Virginia Gov. Terry McAuliffe warned ahead of Saturday's rally that "there have been communications from extremist groups, many of which are located outside of Virginia, who may seek to commit acts of violence against rally participants or law enforcement officials."

The governor also put the Virginia National Guard on alert.

In videos posted to social media from Friday night, the white supremacists can be seen goading their opposition with shouts of "Jews will not replace us" and "white lives matter."

The display drew condemnation from local and university officials.

"I am deeply saddened and disturbed by the hateful behavior displayed by torch-bearing protesters that marched on our grounds this evening," University of Virginia President Teresa Sullivan said in a statement. "I strongly condemn the unprovoked assault on members of our community, including university personnel who were attempting to maintain order."

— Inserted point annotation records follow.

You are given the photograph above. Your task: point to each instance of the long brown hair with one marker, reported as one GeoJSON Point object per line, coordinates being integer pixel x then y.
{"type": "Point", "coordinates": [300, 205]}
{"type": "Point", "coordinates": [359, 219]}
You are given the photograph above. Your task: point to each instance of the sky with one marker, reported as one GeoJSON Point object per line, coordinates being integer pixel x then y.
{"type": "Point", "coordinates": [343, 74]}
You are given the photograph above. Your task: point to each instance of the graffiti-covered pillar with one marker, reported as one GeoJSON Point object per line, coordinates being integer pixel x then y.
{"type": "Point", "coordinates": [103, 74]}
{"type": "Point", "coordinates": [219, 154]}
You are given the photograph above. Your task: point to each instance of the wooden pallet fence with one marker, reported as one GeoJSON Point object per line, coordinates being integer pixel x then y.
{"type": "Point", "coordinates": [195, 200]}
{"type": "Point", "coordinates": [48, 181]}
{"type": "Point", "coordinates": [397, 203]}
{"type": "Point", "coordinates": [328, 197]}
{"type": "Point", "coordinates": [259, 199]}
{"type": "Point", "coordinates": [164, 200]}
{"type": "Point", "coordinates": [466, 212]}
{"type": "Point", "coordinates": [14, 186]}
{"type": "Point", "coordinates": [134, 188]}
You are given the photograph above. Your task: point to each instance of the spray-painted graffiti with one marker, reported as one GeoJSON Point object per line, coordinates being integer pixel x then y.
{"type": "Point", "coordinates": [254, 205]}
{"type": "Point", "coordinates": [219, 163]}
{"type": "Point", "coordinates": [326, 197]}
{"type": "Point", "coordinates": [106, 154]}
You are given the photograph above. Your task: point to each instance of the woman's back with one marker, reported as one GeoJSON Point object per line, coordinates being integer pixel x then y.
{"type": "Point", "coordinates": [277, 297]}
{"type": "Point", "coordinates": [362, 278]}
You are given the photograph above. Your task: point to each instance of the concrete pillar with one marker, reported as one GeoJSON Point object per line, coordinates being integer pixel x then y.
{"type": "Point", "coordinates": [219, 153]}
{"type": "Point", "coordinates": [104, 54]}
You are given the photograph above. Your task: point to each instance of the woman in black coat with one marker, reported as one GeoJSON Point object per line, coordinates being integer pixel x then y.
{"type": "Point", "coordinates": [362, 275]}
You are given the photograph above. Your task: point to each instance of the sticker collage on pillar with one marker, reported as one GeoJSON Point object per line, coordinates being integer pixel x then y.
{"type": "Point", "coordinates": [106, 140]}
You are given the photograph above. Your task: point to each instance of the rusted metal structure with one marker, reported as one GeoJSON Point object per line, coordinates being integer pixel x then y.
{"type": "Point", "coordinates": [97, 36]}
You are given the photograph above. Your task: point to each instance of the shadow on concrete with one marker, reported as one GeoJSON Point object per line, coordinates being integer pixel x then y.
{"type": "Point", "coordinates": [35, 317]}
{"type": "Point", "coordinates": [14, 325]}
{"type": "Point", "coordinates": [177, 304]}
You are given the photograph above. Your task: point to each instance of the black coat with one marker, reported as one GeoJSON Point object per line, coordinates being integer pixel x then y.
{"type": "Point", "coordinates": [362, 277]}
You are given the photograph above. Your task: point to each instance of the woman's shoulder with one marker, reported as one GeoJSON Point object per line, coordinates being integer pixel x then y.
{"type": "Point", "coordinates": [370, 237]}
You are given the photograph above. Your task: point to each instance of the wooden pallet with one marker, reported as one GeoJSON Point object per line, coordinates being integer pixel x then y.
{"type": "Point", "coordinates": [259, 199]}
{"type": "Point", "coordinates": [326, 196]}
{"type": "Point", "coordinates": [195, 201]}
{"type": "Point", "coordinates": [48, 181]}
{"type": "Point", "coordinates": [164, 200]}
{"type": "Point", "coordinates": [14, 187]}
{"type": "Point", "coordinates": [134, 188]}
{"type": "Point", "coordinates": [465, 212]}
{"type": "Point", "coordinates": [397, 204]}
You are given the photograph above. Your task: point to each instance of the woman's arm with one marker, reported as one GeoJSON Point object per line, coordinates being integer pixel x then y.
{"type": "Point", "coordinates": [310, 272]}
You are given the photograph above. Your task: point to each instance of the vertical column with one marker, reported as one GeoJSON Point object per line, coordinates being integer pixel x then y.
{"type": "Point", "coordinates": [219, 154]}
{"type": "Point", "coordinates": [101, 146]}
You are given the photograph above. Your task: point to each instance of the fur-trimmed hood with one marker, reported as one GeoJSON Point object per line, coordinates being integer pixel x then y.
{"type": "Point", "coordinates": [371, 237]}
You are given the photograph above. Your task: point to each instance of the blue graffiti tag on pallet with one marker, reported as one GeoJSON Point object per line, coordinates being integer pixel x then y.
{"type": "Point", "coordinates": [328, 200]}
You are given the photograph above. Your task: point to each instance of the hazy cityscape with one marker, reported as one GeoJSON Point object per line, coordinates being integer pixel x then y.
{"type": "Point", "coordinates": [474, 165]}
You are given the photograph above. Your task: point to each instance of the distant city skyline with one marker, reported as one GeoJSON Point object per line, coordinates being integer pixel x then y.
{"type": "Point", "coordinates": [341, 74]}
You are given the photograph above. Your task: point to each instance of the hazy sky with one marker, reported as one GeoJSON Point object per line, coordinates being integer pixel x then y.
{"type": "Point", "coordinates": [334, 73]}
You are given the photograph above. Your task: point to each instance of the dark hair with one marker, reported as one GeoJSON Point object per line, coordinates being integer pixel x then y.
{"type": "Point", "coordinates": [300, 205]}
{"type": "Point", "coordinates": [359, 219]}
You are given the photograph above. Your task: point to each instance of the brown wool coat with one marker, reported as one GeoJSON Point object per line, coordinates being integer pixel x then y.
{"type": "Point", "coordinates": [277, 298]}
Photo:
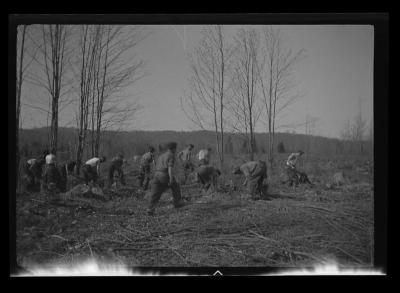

"The violence displayed on the grounds is intolerable and is entirely inconsistent with the university's values," Sullivan added.

Charlottesville Mayor Mike Signer called the demonstration a "cowardly parade of hatred, bigotry, racism and intolerance."

He added: "Everyone has a right under the First Amendment to express their opinion peaceably, so here's mine: Not only as the Mayor of Charlottesville, but as a UVA faculty member and alumnus, I am beyond disgusted by this unsanctioned and despicable display of visual intimidation on a college campus."

The King Center, founded by civil rights icon Martin Luther King Jr.'s widow, Coretta Scott King, tweeted that "racism never left America."